Fortunately, we had help. Ely-based River Point Resort outfitters designed this "Taste of the North Woods" two-day, one-night trip to ensure novices like us have a good first experience here. The staff gave us canoe lessons, packed our gear and food and drove us to the launch point. They salved our fears about bears and getting lost, although they did suggest we stick to Lake One, avoiding portages and the more remote tangle of lakes.

The advice was good. Even though we had a map and compass, the shorelines massed with pine trees and boulders created a disorienting flow of islands, points and inlets. Finding a campsite (marked only by a metal grate) was not easy. Eventually, we found one about three miles from where we put in (five miles, adding wrong turns and circles).

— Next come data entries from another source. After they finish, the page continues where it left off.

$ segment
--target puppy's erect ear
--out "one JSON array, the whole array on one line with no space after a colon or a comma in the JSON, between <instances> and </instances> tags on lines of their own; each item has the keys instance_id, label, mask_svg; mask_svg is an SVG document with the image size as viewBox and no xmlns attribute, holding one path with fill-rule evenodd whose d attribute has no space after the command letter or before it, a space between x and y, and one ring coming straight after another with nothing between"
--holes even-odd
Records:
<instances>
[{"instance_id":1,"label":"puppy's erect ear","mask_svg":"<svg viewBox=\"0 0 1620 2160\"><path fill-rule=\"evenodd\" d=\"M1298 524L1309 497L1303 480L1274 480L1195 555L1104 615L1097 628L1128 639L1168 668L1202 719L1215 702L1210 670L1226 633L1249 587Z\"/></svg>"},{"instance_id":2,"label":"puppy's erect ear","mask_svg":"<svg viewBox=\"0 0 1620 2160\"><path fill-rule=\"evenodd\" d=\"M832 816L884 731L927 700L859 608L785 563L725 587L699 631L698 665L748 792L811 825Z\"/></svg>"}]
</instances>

We gathered wood, started a fire, pitched tents on hard ground and boiled lake water to cook chicken, mashed potatoes and even lemon pie (which was delicious). Our muscles ached, we were dirty, there was only lake water to drink, and there was nowhere soft to sit, yet a singular contentment settled over the camp. This wilderness was our wilderness, it seemed, reachable only through self-reliance (and a good outfitter). The following morning, we sat on sun-baked rocks at the edge of the gently lapping lake, watching the stillness and listening to the sound of peace. There was no rush to leave. We felt as if we had discovered a new world. We had, in fact, discovered two: the wilderness around us, and one within.